Slow Roasted Tomatoes

“I know what you’re going to say: ‘You want me to turn on my oven in the middle of the summer for three freakin’ hours? Are you insane?’ And all I can say is, well, yes, but also the oven is so low that I swear it won’t heat up your house in any noticeable way.  [And] what to do with them? Namely, anything. Use them as a pasta picker-upper, in salsa, or store them in the fridge covered in olive oil, laying them over chicken, salmon, tuna or mixed vegetables. Or mix them with white beans or slivers of basil. [I mostly put them directly] in my mouth. Or in salad. But mostly in my mouth. ” – Deb Perelman, smitten

Cherry tomatoes (or big tomatoes, just roast for longer)
Whole cloves of garlic, unpeeled
Olive oil
Herbs such as thyme or rosemary (optional)

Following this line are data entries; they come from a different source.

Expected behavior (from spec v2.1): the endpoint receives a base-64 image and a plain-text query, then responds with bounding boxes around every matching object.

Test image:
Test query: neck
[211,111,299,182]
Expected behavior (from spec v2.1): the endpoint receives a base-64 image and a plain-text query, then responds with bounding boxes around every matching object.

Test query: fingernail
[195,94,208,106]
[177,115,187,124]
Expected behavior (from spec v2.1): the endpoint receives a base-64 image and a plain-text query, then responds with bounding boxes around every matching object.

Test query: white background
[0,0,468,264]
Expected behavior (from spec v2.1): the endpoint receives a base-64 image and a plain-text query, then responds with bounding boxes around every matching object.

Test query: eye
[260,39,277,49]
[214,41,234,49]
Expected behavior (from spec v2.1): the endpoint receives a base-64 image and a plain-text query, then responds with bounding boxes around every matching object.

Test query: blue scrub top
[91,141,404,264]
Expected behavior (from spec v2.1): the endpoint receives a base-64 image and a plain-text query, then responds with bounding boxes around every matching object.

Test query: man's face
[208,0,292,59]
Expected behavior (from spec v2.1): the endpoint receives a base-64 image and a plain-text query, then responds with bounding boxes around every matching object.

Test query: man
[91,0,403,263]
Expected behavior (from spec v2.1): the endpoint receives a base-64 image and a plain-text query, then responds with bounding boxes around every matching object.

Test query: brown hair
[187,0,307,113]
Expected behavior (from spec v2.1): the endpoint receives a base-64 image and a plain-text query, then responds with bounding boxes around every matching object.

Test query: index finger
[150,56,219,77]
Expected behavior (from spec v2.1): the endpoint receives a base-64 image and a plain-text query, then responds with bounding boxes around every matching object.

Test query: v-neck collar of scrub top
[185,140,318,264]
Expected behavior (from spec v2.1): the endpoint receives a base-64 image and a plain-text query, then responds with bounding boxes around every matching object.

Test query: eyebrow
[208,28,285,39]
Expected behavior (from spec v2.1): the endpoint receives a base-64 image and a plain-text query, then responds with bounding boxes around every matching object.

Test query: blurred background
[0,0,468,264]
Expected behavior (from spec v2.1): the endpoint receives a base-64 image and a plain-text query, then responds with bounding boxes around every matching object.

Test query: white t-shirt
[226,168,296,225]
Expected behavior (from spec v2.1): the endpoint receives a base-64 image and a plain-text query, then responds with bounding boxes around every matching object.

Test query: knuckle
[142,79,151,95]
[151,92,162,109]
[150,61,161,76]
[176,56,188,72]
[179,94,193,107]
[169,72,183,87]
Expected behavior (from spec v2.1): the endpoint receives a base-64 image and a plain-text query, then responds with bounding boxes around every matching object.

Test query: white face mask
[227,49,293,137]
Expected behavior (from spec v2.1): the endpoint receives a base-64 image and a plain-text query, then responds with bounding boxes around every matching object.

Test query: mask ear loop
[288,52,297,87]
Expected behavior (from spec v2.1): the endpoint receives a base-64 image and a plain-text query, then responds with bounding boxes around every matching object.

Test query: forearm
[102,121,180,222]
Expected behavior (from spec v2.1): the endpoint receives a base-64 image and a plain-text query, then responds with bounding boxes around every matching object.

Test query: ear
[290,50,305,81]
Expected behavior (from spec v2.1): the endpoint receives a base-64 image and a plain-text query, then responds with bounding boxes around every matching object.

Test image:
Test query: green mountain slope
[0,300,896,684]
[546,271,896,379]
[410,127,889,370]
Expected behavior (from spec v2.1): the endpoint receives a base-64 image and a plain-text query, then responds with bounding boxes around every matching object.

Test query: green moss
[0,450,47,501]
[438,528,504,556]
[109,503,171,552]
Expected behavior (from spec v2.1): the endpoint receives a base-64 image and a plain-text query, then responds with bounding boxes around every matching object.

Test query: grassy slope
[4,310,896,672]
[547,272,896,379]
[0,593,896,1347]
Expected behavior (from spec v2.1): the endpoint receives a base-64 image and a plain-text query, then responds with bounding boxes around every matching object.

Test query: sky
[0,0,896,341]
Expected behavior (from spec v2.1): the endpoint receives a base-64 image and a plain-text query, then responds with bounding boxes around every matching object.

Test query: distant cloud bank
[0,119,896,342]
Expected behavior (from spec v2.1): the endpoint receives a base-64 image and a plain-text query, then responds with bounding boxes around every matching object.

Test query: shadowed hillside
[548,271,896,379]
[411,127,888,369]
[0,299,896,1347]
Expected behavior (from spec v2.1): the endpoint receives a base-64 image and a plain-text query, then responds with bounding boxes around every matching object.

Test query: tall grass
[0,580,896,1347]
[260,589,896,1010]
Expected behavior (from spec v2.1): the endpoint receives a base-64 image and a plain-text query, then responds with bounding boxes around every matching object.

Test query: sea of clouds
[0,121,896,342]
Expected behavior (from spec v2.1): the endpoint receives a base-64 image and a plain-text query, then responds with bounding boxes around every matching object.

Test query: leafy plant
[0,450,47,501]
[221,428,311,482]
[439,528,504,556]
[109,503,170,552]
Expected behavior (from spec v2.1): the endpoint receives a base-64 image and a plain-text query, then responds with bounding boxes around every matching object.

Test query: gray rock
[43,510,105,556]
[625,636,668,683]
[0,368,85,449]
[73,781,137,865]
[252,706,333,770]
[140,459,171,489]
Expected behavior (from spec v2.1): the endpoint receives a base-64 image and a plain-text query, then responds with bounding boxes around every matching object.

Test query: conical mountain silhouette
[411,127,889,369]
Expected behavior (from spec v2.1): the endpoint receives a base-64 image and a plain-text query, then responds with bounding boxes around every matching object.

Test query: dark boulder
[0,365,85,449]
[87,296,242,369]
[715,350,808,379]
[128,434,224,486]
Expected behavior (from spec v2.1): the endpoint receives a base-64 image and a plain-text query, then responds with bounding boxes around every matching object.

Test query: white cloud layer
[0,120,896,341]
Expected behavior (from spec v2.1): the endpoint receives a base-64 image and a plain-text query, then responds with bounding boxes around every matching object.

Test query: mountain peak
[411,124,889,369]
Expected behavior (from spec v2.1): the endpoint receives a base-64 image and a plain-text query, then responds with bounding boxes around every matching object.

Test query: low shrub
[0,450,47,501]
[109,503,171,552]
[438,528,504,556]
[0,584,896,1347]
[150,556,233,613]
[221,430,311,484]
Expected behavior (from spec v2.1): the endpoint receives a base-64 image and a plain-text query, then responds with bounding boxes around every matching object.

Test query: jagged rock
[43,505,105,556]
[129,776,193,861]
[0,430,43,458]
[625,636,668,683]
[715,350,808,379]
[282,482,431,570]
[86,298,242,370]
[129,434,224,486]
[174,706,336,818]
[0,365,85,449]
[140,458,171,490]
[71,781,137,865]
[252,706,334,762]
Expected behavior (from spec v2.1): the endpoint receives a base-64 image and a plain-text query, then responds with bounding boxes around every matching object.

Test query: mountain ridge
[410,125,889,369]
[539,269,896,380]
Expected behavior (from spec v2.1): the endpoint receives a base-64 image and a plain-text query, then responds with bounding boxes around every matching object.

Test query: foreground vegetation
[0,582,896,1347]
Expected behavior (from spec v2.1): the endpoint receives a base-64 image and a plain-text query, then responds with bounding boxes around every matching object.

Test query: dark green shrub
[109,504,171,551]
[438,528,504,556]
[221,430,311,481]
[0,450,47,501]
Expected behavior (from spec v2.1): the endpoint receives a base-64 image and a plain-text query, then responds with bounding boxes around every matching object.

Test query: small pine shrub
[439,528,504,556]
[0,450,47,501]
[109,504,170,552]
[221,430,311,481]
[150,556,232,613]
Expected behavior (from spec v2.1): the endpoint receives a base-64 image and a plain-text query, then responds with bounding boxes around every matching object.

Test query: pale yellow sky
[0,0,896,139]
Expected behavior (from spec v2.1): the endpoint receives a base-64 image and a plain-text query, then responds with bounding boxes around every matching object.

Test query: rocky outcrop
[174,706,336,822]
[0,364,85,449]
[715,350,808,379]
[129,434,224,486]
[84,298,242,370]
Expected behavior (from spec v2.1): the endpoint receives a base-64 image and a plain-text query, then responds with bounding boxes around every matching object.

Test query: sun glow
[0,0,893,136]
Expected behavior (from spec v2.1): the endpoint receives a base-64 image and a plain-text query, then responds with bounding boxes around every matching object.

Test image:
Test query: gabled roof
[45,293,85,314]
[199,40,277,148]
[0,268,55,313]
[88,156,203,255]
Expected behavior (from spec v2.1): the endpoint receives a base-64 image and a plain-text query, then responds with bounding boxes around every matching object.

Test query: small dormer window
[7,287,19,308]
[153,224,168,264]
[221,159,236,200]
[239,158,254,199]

Preheat oven to 225°F. Halve each cherry or grape tomato crosswise, and arrange face-up on a parchment-lined baking sheet along with the cloves of garlic. Drizzle with olive oil, just enough to make the tomatoes glisten. Sprinkle herbs on, if you are using them, and salt and pepper, though go easily on these because the finished product will be so flavorful you’ll need very little to help it along.

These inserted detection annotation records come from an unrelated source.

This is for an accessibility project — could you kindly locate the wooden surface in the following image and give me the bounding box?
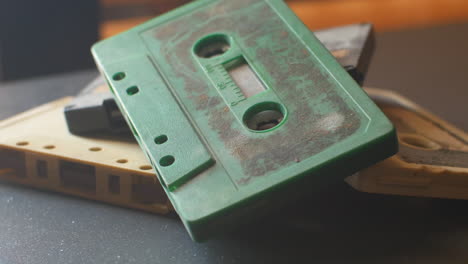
[101,0,468,38]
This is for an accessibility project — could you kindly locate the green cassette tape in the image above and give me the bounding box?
[92,0,397,241]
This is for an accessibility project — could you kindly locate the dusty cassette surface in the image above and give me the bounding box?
[93,0,397,240]
[346,89,468,199]
[0,96,172,214]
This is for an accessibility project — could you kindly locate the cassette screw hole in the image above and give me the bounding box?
[400,134,440,150]
[195,34,231,59]
[154,135,167,145]
[112,72,125,81]
[16,141,29,146]
[127,86,140,95]
[159,155,175,167]
[244,102,284,131]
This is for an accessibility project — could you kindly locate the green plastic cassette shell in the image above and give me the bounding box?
[92,0,397,241]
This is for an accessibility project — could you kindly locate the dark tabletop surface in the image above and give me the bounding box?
[0,24,468,264]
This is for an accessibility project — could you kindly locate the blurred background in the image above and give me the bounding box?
[0,0,468,81]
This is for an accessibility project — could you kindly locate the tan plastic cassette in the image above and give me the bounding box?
[0,96,172,214]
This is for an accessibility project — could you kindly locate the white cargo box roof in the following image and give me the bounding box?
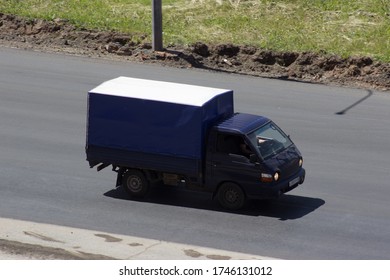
[90,77,231,106]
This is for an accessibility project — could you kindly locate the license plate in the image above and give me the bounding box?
[288,177,301,187]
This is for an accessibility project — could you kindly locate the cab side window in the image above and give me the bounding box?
[217,134,251,157]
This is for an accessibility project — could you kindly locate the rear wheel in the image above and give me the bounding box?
[122,170,149,198]
[217,182,246,210]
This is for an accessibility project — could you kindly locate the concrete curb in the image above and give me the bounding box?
[0,218,272,260]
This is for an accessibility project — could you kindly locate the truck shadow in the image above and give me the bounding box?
[104,186,325,221]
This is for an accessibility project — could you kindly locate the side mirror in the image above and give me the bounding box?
[249,154,259,163]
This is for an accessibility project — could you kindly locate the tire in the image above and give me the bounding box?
[217,182,246,210]
[122,170,149,198]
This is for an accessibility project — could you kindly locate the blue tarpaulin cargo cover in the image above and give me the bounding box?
[87,77,234,171]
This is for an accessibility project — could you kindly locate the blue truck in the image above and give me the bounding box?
[86,77,305,210]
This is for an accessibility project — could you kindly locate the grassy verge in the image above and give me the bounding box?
[0,0,390,62]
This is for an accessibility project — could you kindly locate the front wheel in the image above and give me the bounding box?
[122,170,149,198]
[217,182,246,210]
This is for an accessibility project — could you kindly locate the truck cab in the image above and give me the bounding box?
[205,113,305,209]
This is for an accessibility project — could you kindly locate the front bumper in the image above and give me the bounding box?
[247,168,306,199]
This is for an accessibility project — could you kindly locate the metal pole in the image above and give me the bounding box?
[152,0,163,51]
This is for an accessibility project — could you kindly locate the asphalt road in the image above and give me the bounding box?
[0,48,390,259]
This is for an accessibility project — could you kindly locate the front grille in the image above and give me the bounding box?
[280,158,299,178]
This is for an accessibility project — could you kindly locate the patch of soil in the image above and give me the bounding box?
[0,13,390,91]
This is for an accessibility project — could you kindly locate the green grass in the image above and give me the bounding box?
[0,0,390,62]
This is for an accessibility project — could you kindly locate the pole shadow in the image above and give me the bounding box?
[335,89,373,115]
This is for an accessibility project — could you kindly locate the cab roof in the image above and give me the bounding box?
[216,113,270,134]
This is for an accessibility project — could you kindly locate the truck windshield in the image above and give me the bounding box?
[248,122,293,159]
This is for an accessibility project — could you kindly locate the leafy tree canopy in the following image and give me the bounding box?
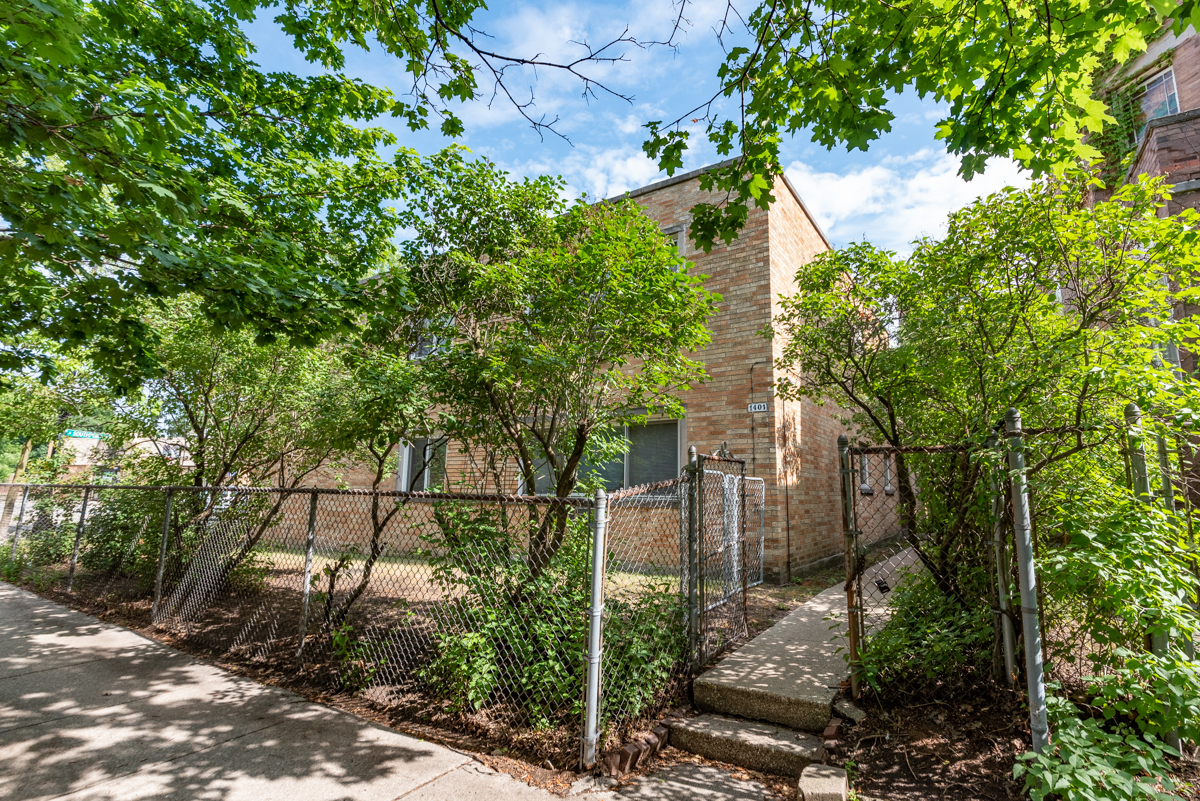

Bake the tomatoes in the oven for about three hours. You want the tomatoes to be shriveled and dry, but with a little juice left inside–this could take more or less time depending on the size of your tomatoes.

Either use them right away, or cool and put them into a bag and freeze,  or let them cool, cover them with some extra olive oil and keep them in the fridge for the best summer condiment, ever. And for snacking.